The Evidence for Subduction: Verified, not Assumed

Expanding Earth theory rests heavily on the denial of subduction as a real observed process. Dated sources such as Vine (1987), are often cited as some sort of admission that subduction is the central assumption of Plate Tectonics, when this is not the case. Subduction is verified by plate motion observed at and near convergent plate boundaries and places such as oceanic trenches where seismic equipment is placed and tracked. The interest in these regions arises because of the high degree of seismic activity that the specific structure of Wadati-Benioff shear zones confirm as caused by subduction. The ultimate verification of subduction and its confluent mantle flow is the presence of strictly cosmogenic isotopes in andesitic lavas erupted directly above where subducted plate can be seen on its way down into the mantle in seismic charts.

 

Transport of Cosmogenic Isotopes

How do we determine that oceanic crust is actually subducted into the mantle? The answer comes in the form of cosmogenic isotopes such as 10Beryllium (10Be) that are produced exclusively by the interaction of cosmic radiation with atoms in the earth's atmosphere and on the earth's surface. With a half-life of only 1.5 million years, 10Be's presence in the lava erupted in continental and island arc settings is only possible if it is carried down beneath the eruption site by subduction, and subsequently mobilised by partial melting to be incorporated into the source magma. Tera et. al. (1984), Morris (1991), Morris & Zheng (1993), You et. Al. (1994), are a sample of studies that observe the presence of 10Be in magmas produced in island arc and continental margin settings; ultimately providing the geochemical evidence of subduction.

 

Plate Motion Measured at Oceanic Trenches

Plate motion is directly measured by a number of methods including the use of GPS equipment, and significantly such measurements are also made in the vicinity of subduction zones. Holt (1995), Regelous et. al. (1997), Hochstein (1995), Stevens et. al. (2002), Bock et. al. (2003), and Thiebot & Gutscher (2006) are just a small sample of authors using direct measurements of subduction rates to relate factors such as partial melting, fractionation, and seismic activity to the observed speed of subduction.

It doesn't matter if the intelligent looking man in the suit who says "subduction doesn't occur", is a professor (Carey, 1988), the fact that the definitive plate motions of subduction are measured proves that subduction does occur.

 

Conclusion

The vast majority of expanding earth theorists believe that subduction does not occur, and the fact that subduction has been verified by cosmogenic isotope geochemistry and by direct GPS measurement of subduction rates may well lend limited support to the hypothesis that most of the people are wrong most of the time!
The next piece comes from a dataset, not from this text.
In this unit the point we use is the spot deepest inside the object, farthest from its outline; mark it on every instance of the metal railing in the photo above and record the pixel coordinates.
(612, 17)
Both direct measurement of motion at convergent boundaries, and cosmogenic isotope studies confirm, when taken in light of geothermal gradients measured during drilling (Eg. Morris, 2001), that convection is the best explanation of the process that drives plate tectonics. Whether slab pull or thermal gradient are the dominant sources of kinetic energy in plate tectonics, mantle flow confluent with plate motion is confirmed by scientific observation.
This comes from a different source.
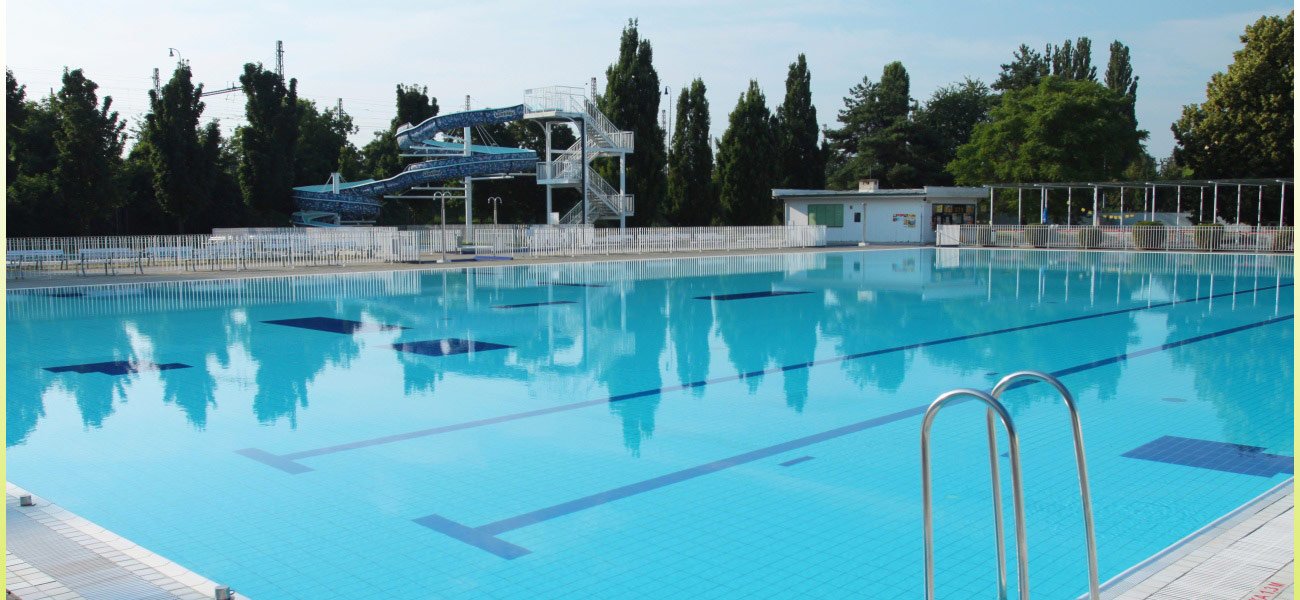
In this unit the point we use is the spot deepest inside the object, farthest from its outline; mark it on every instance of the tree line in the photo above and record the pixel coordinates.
(1048, 117)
The most tenable position for expanding earth theorists is taken by Owen (1983), who instead of denying readily observable processes such as subduction, incorporates it as a partial process of an expansion model in which plate tectonics plays a vital role. Owen (1983), as the title suggests, still lacks a viable and observed process to drive planetary expansion. However, history of scientific controversy shows that most often, when evidence loosely supports more than one idea, the answer lies in the admixture of ideas. For example, gradual evolution rates vs. sudden bursts of speciation reflect a mode of punctuated equilibrium where the rate of evolution changes smoothly in response to the ratio of radiation to extinction. Like Wegener (1929), Owen (1983) is a compelling and elegant idea that lacks the independent evidence of a driving process, which is necessary to transform the idea into a hypothesis. As with Wegener's Continental Drift, time will tell, but for now, Plate Tectonics is the best planetary tectonic theory available to science.